Many Russians lined up at McDonald’s Moscow units for a last meal from their local restaurant after the world’s largest fast food franchise announced its intention to sell up and leave Russia, the Reuters news agency reports.
As Remix News previously reported, McDonald’s had already decided in March to temporarily close its restaurants across the country following Russia’s invasion of Ukraine. These included the iconic Pushkin Square location in central Moscow, which set a world record when it opened on Jan. 31, 1990, after more than 30,000 people lined up for the 3-ruble Big Mac.
“McDonald’s now operates in few places,” 32-year-old Irina told Reuters who was queuing up at the Leningrad railway station in Moscow, from where trains depart north to St.
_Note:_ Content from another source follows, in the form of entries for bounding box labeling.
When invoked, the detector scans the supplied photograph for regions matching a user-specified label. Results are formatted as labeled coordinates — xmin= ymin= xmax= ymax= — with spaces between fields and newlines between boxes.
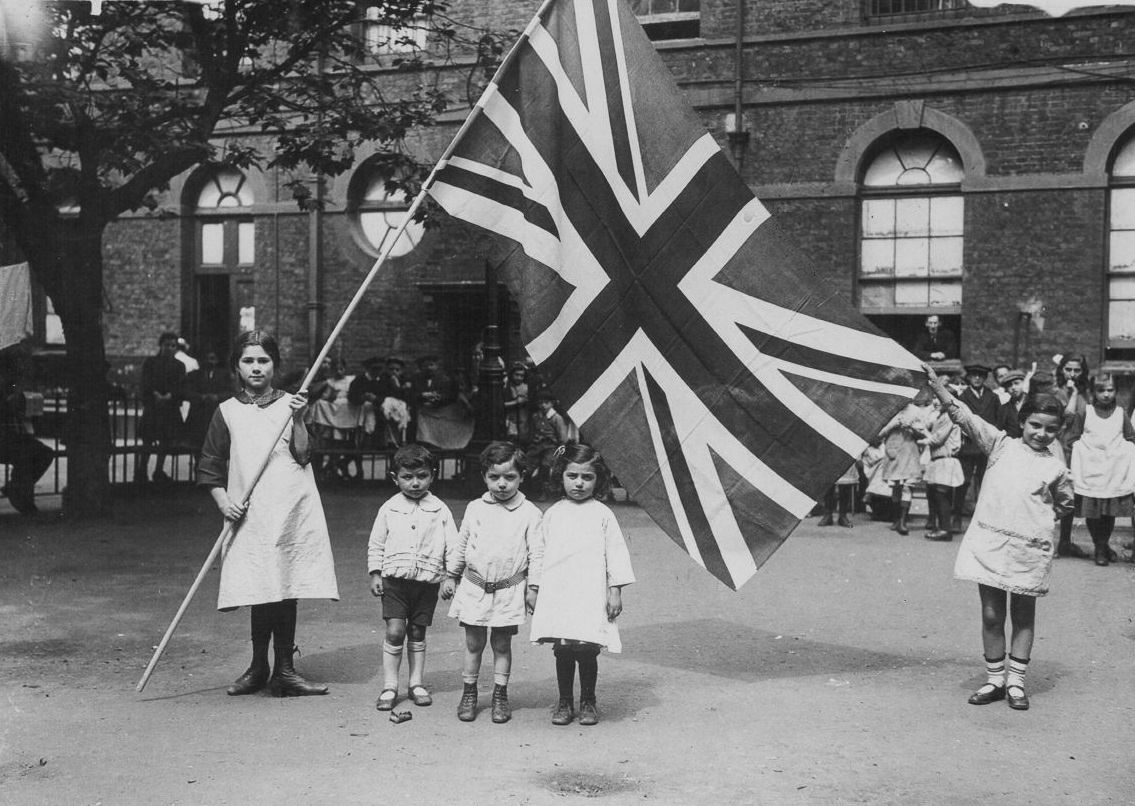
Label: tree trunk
xmin=52 ymin=217 xmax=110 ymax=518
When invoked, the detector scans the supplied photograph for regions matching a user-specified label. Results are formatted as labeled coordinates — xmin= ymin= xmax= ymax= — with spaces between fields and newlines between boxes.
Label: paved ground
xmin=0 ymin=487 xmax=1135 ymax=806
Petersburg. “I miss McDonald’s, so when I go to St. Petersburg, I pop in and treat myself to a Big Mac,” she added.
McDonald’s plans to sell 84 percent of its nearly 850 restaurants in Russia to a local buyer. The future of the remaining restaurants run by franchise partners is not yet clear. New owners will not be able to use Mcdonald’s’ name, logo, branding, and menu.
McDonald’s’ exit will affect approximately 60,000 workers in Russia, who the company hopes will be able to find work at the businesses that will take over the restaurants.